Aqui começa uma sequência de dias sem muita opção. Originalmente havíamos pensado em ir para Dawson City, por duas razões: a estrada para lá, conhecida como Top Of The World Highway por correr ao longo da crista da montanha, oferece vistas que dizem serem maravilhosas. E Dawson City é a 'capital da corrida do ouro': fica no meio do Klondike (quem não lembra do que é releia seus almanaques do Tio Patinhas) e é um marco desse período da história da região.

Infelizmente a estrada tem aproximadamente 140 km. de terra/ cascalho, e isso associado às chuvas que tornariam esse trecho bem mais desagradável e provavelmente impediriam curtir qualquer vista nos fez desistir e seguir direto para o sul do Canadá.

Desde ontem (Delta Junction) estamos na chamada Alaska Highway, estrada construída pelos EUA durante a segunda guerra mundial, através do Canadá, para criar o primeiro acesso terrestre ao Alaska e facilitar a defesa do então território. Oficialmente a Alaska Highway se extende de Dawson Creek a Delta Junction, apesar de atualmente a parte canadense dela estar subdividida em estradas federais ou locais com diferentes números e nomes.

O percurso ao longo da Alaska Highway é uma sequência de dias sem muita opção: agrupamentos urbanos que se possa classificar como cidade ou pelo menos povoado só existem aproximadamente a cada 400 km.. Particularmente no Yukon o deserto demográfico é inacreditável: a área do território é aproximadamente o dobro da área do estado de São Paulo, e a população é de 34.000 pessoas! E 20.000 vivem na capital, Whitehorse.

Mas há uma coisa que é fascinante: qualquer cidadezinha de 2.000 habitantes produz um folheto de aproximadamente trinta páginas 'vendendo' seus atrativos turísticos. A quantidade de opções e a qualidade das informações sobre elas é inacreditável.

Quando se analisa um mapa procurando alternativas de parada há algumas 'bolinhas' ao longo da estrada. Quando se chega a uma delas descobre-se que o que mereceu ser destacado num mapa é um motel/camping com um pequeno restaurante.

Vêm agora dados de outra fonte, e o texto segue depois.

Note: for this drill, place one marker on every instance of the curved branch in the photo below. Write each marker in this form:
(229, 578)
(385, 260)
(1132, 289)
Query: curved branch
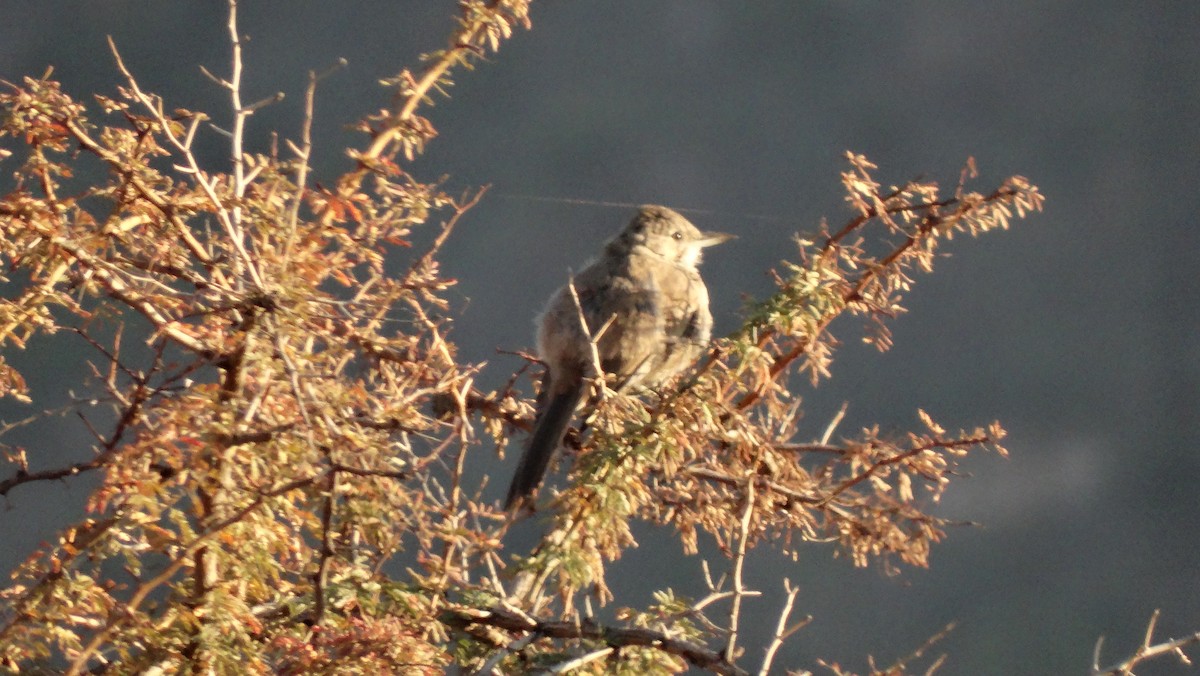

E nada mais!!! Bem, quando não existe nada mais esses pontos de apoio se tornam informação valiosíssima.

Desde Tok e até Haines Junction estamos fazendo, no sentido contrário, o mesmo percurso da ida. Evitar isso era outra razão para querermos ter feito a Top Of The World. Bem, não deu...

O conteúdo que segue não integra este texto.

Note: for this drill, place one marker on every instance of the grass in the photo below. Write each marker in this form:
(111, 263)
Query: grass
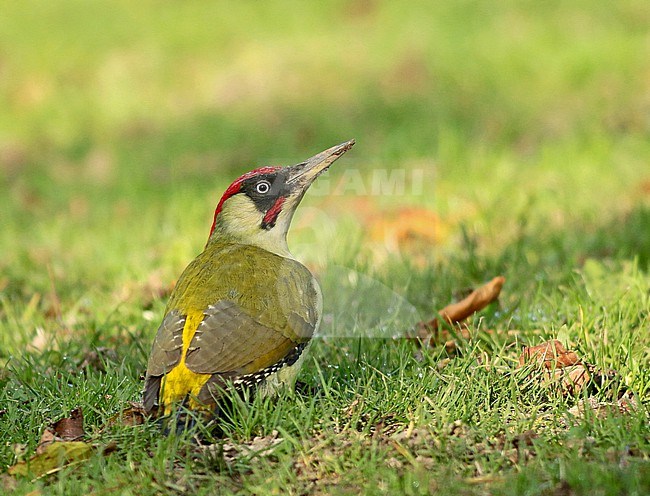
(121, 125)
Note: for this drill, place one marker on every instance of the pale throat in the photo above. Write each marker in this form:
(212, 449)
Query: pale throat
(240, 221)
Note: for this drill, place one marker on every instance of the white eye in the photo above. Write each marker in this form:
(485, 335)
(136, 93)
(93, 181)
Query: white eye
(263, 187)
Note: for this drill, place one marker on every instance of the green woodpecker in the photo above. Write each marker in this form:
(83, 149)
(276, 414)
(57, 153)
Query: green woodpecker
(244, 311)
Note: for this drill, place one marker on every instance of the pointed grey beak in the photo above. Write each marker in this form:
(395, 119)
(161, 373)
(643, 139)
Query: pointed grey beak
(306, 172)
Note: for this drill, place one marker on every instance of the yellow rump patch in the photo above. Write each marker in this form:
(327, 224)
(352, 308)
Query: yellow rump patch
(180, 382)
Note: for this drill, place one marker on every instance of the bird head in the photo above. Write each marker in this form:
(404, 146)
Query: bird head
(257, 208)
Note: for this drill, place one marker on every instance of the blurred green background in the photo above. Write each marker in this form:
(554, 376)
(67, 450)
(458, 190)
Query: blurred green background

Saímos de Beaver Creek como chegamos: com chuva e temperatura de 7,5ºC. Não sabemos se foi pelas condições climáticas, mas a estrada que na ida era ruim parecia bem pior. Tínhamos a impressão de que o asfalto estava mais gasto ainda e que as ondulações tinham virado imensas depressões: chegamos a bater o cavalete da moto umas duas vezes quando passávamos por essas ondulações - o cavalete desce e bate no chão. A paisagem ganhou outros ares com a chuva: nosso horizonte ficava limitado a poucas centenas de metros. Montanhas que antes pouco percebemos por estarem às nossas costas, agora estavam à nossa frente, mas encobertas pelas nuvens ou nevoeiro.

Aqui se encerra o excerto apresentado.